El mito del olfato

Una investigación reciente echa abajo la idea de que el olfato humano es inferior al de los mamíferos

El mito del olfato

Hace unos días, Leila, la perra que vive con la familia hace poco más de cuatro años, se extravió cuando ambos trotábamos en los alrededores del Metro Ermita, cerca de Tlalpan. Es fácil identificarla: mediana, rubia y con una estampa semejante a la de un lobo.

Aturdido, no pude mencionarle ni uno de estos rasgos al taquero del puesto en donde Leila se detuvo a husmear y un segundo después desapareció. Me puse algo histérico y comencé a correr sin ninguna dirección, gritando su nombre en vano durante breves minutos que me parecieron una eternidad.

Finalmente decidí regresar a casa, y cuando estaba a la vuelta de la esquina, Leila apareció con su pelambre color miel y el collar morado del cual pende una placa con su nombre y el teléfono de casa.

Leila pudo regresar gracias a su bien desarrollado sentido del olfato.
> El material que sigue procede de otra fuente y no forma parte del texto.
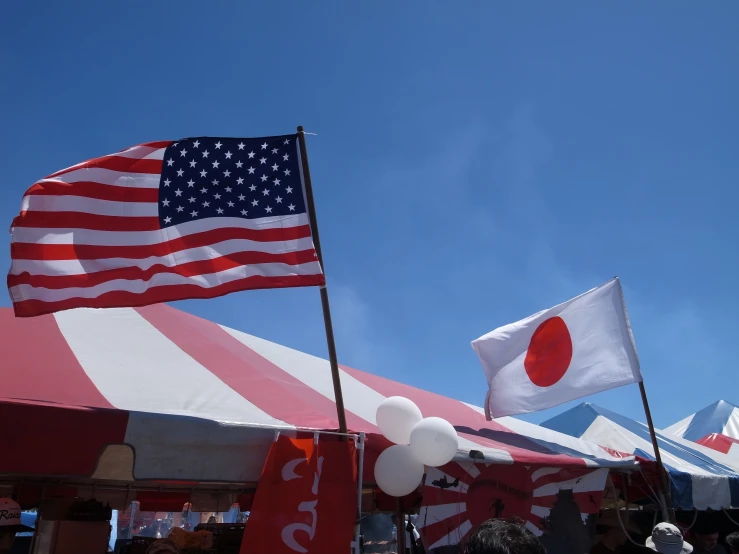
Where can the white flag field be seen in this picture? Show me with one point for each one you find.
(575, 349)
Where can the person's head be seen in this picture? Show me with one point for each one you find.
(733, 543)
(10, 523)
(706, 534)
(668, 539)
(498, 536)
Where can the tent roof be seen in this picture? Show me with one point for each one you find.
(700, 477)
(196, 400)
(721, 417)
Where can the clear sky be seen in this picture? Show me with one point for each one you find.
(474, 162)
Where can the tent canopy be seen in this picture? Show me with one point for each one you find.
(700, 477)
(721, 418)
(154, 393)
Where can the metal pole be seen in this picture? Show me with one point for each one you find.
(324, 293)
(668, 512)
(360, 476)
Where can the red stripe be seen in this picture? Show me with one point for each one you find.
(522, 449)
(170, 293)
(28, 251)
(261, 382)
(116, 163)
(189, 269)
(91, 189)
(30, 378)
(50, 440)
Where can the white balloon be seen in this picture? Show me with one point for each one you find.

Si no han visto a un perro olfatear, se han perdido todo un espectáculo: la nariz al ras del piso se contrae y se expande como un pequeño malvavisco al fuego, al tiempo que se estremece en breves espasmos, a la izquierda o la derecha –según la guíen los olores hallados– como un pequeño y maravilloso cuerpo dotado de vida propia.

La negra nariz de Leila hurgó entre las jardineras, las hojas secas de las banquetas y los postes donde suele detenerse cuando pasea por la calle. Olfateando aquí y allá pudo hacer por si misma –ayudada sólo por su inquieta nariz– la ruta de regreso a casa.

Técnicamente, yo hubiera podido hacer lo mismo que Leila. Sólo que los humanos no entrenamos nuestro sentido del olfato. ¿Un perro o un tigre tienen una mayor capacidad olfativa que las personas? No en realidad. Se trata de un viejo mito que la ciencia acaba de derrumbar.

John P. McGann, un especialista en neurociencia dedicado a estudiar el olfato en la Universidad de Rudgers, publicó hace unos días una investigación que echa por tierra la idea de que el sentido del olfato humano es inferior al de otros mamíferos como los perros y los roedores, una tesis compartida en el siglo XIX por Paul Broca, un neuroanatomista francés que subrayó la pequeña talla del bulbo olfativo de las personas con el tamaño de otros animales, más grande proporcionalmente.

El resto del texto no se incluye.